To evaluate the light-trapping performance of the ENWs for photovoltaic applications, we now investigate the influence of geometrical parameters on the ultimate photocurrent (J_ph) calculated using Equation (8). In Figure 7a–c, we show J_ph as a function of b (10 → 1000 nm) of the ENWs with a = 400, 200 and 100 nm and the CNWs with D = b for TM, TE and unpolarized light illumination, respectively. It is shown that for b < a, with increasing b, J_ph of the ENWs with small b (<100 nm) is much smaller than that of the CNWs due to the excitation of the strongest TM₀₁ and second strongest TM₁₁/TE₀₁ modes of the CNWs [29,38] and then can be slightly enhanced when b → a due to the superposition of resonant peaks, this enhancement is more evident for large than small a. More importantly, for b > a (except for a → b), with increasing b, J_ph of the ENWs is dramatically enhanced compared to the CNWs. Specifically, J_ph periodically increases for large a = 400 → 200 nm and linearly increases for small a = 100 nm.

In the insets of Figure 7, we show the normalized G profiles of a CNW and three ENWs for TM and TE light illumination, respectively. Note here that D = b = 1000 nm, and a = 400, 200 and 100 nm, respectively. As presented above, the absorption enhancement of the ENWs only occurs near the vertical axis, leading to the small photocurrent enhancement with increasing b. However, with the symmetry breaking from CNWs to ENWs (a = 1000 → 400 → 200 → 100 nm), the LMR modes are reshaped due to the size decrease of the horizontal axis, and the absorption enhancement sites better fill in the whole ENWs for both TM and TE lights, especially TE light.

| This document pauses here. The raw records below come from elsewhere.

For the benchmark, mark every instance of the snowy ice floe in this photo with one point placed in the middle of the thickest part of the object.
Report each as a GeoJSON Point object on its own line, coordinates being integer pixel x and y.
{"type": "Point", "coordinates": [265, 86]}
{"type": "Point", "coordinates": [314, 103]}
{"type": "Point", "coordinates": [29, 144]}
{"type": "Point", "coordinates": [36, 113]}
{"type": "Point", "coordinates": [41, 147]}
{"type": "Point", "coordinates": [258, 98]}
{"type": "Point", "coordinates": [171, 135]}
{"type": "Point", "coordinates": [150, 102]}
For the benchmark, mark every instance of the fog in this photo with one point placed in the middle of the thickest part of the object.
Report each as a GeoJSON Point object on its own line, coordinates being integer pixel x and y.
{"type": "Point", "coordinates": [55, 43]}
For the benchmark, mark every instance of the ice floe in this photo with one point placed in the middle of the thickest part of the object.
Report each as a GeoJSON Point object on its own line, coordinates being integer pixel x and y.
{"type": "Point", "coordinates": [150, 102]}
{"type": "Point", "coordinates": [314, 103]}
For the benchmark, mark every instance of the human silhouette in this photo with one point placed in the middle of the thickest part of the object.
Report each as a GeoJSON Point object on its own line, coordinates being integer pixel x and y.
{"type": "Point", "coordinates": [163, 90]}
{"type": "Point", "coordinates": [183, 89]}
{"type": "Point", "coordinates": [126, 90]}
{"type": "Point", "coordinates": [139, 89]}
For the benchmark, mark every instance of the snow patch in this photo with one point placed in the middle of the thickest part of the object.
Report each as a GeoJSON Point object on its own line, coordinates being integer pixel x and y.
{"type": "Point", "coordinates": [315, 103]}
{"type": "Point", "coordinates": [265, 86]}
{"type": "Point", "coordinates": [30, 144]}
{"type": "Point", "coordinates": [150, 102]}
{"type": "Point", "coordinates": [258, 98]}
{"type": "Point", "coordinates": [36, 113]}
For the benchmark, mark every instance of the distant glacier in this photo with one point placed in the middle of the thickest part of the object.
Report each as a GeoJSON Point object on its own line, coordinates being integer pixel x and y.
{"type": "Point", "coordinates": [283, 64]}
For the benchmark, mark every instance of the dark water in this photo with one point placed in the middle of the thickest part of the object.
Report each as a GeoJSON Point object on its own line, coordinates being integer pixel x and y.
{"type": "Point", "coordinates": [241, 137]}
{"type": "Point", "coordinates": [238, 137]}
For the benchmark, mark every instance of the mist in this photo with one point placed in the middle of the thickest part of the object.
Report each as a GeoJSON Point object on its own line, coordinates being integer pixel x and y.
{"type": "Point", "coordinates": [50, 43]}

Finally, we show in Figure 5c the photocurrent enhancement factors (PEFs) defined by Equation (9). It is readily observed that J_ph of the ENWs with b > a (except for a → b) is much larger than the CNWs. In particular, J_ph reaches 29.53, 19.32 and 16.23 mA/cm² for a = 100, 200 and 400 nm, which is 146.1%, 61.0% and 35.3% much larger than that of the CNW with D = b = 1800 nm (12.00 mA/cm²) due to the reshaped LMRs caused by the small size of the horizontal axis and 374.0%, 150.3% and 74.1% much larger than that of the CNW with D = a = 100 (6.23 mA/cm²), 200 (7.72 mA/cm²) and 400 (9.32 mA/cm²) due to the increased light path length by the vertical axis, respectively.

4. Conclusions

In summary, we demonstrated the enhanced light trapping from the CNW to ENW. The influences of the geometrical parameters of the ENW on the light-trapping performance were numerically investigated. It was found that the elliptical cross-section can lead to significantly improved light trapping. The examination of the spatial profiles of the electric field, absorption mode and photogeneration rate revealed that the enhancement effect resulted from the symmetry-broken structure, which can simultaneously realize the increase of the light path length by the vertical axis and the reshaped LMRs by the horizontal axis. The simulation results showed that the photocurrent was significantly enhanced by 374.0% (150.3%, 74.1%) or 146.1% (61.0%, 35.3%) in comparison with that of the CNW with the same diameter as the horizontal axis of 100 (200, 400) nm or the vertical axis of 1000 nm, respectively. Therefore, such an elliptical nanowire can be applied to various semiconductors to improve light trapping and provides a promising approach for the future development of high-efficiency single NW solar cells.